Imvax Co-founder/CSO Dr. Craig Hooper (right) joins Dr. Andrews
Andrew E. Sloan, M.D., Professor and Vice Chair Department of Neurological Surgery at University Hospitals, Cleveland Medical Center, and Director, Brain Tumor and Neuro-Oncology Center, Cleveland Medical Center & the Center of Excellence for Translational Neuro-Oncology, UH Seidman Cancer Center, said “The data presented at AACR suggests that IGV-001 prolonged both progression-free and overall survival, particularly in the group of patients with methylated MGMT. Notably, it appears to work in both patients with imaging complete resection as well as in patients with subtotal resection, which has been a challenge in previous generations of immunotherapy for GBM. I look forward to further evaluation of this vaccine as a novel treatment for glioblastoma.” Dr. Sloan played no part in the clinical trial, nor does he have an association with either Imvax or Thomas Jefferson University.
IGV-001 has been developed over the past 20 years at Thomas Jefferson University Hospital in Philadelphia, where three Phase 1 trials directed by Drs.
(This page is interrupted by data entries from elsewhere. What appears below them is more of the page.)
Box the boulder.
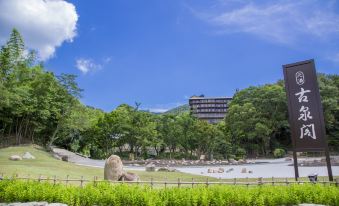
[229,159,238,165]
[145,163,155,172]
[218,167,225,173]
[119,172,140,181]
[199,155,206,161]
[238,159,246,164]
[61,155,68,162]
[226,168,234,173]
[53,153,61,160]
[22,152,35,160]
[104,155,124,181]
[9,155,22,161]
[285,157,292,162]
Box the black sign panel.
[283,60,327,151]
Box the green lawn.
[0,146,338,187]
[0,146,217,181]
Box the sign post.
[283,60,333,181]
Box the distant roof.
[190,96,232,99]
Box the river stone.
[119,171,140,181]
[145,163,155,172]
[9,155,22,161]
[104,155,123,181]
[199,155,206,160]
[22,152,35,160]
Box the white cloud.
[195,0,339,44]
[75,58,102,74]
[0,0,78,60]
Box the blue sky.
[0,0,339,112]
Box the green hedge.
[0,180,339,206]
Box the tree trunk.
[47,123,60,149]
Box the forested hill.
[164,104,190,115]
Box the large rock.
[22,152,35,160]
[119,172,140,181]
[145,163,155,172]
[9,155,22,161]
[104,155,124,181]
[199,155,206,161]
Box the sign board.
[283,60,326,151]
[283,60,333,181]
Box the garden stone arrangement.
[104,155,139,181]
[8,152,35,161]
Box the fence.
[2,174,339,188]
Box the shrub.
[235,148,246,159]
[273,148,286,158]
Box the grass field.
[0,146,222,181]
[0,146,339,187]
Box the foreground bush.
[0,180,339,206]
Andrews and Hooper have now demonstrated efficacy and safety.
Dr. Andrews added, “After devoting nearly two decades to this novel vaccine’s research and development, we believe this lethal cancer is one significant step closer to becoming an effectively managed condition. We look forward to initiating a multi-center Phase 2 clinical trial later this year.”
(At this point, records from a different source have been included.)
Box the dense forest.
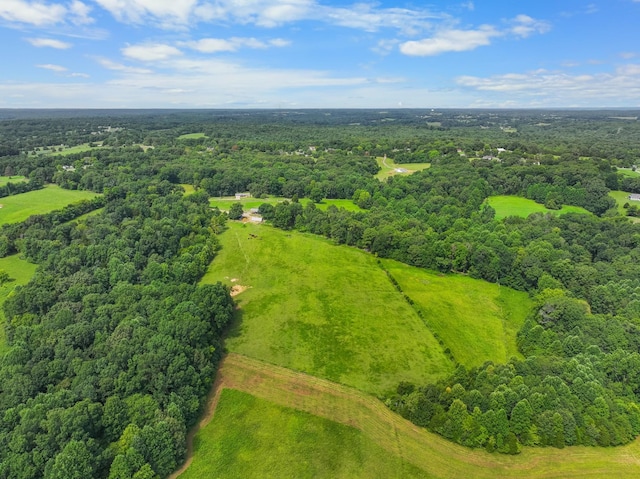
[0,110,640,479]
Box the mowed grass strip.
[0,255,37,356]
[0,176,29,186]
[486,195,591,219]
[209,196,363,211]
[0,185,97,225]
[376,157,431,181]
[382,260,532,367]
[180,389,425,479]
[180,354,640,479]
[202,222,453,394]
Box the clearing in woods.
[0,185,98,225]
[0,254,37,356]
[171,354,640,479]
[486,195,592,219]
[202,222,454,394]
[376,157,431,181]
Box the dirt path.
[170,353,640,479]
1. Stupp R, et al (2009). Lancet Oncology, 10(5), 459–466.
2. Hegi ME, et al (2005) N Engl J Med, 352(10), 997-1003.
IGV-001 is a first-in-class autologous vaccine in development for the treatment of newly diagnosed glioblastoma multiforme (GBM), a lethal and common type of brain tumor. Based on early clinical research, one treatment with IGV-001 has the potential to trigger a multi-pronged immune response, including a short-term innate immune response followed by longer-term powerful adaptive immune activity, that is selectively directed at the patients’ tumor cells.
IGV-001 has been granted orphan drug designation for the treatment of malignant glioma by the U.S. Food and Drug Administration and the European Medicines Agency.
About Imvax, Inc.
Imvax is a discovery and clinical-stage biotechnology company focused on the development of novel patient-specific vaccines and immunotherapy strategies for the treatment of malignant gliomas and other cancers with unmet medical needs. Imvax’s lead product candidate, IGV-001, is an autologous tumor cell vaccine that delivers a multi-pronged response against tumor cells by leveraging the patient’s immune system as a defense mechanism.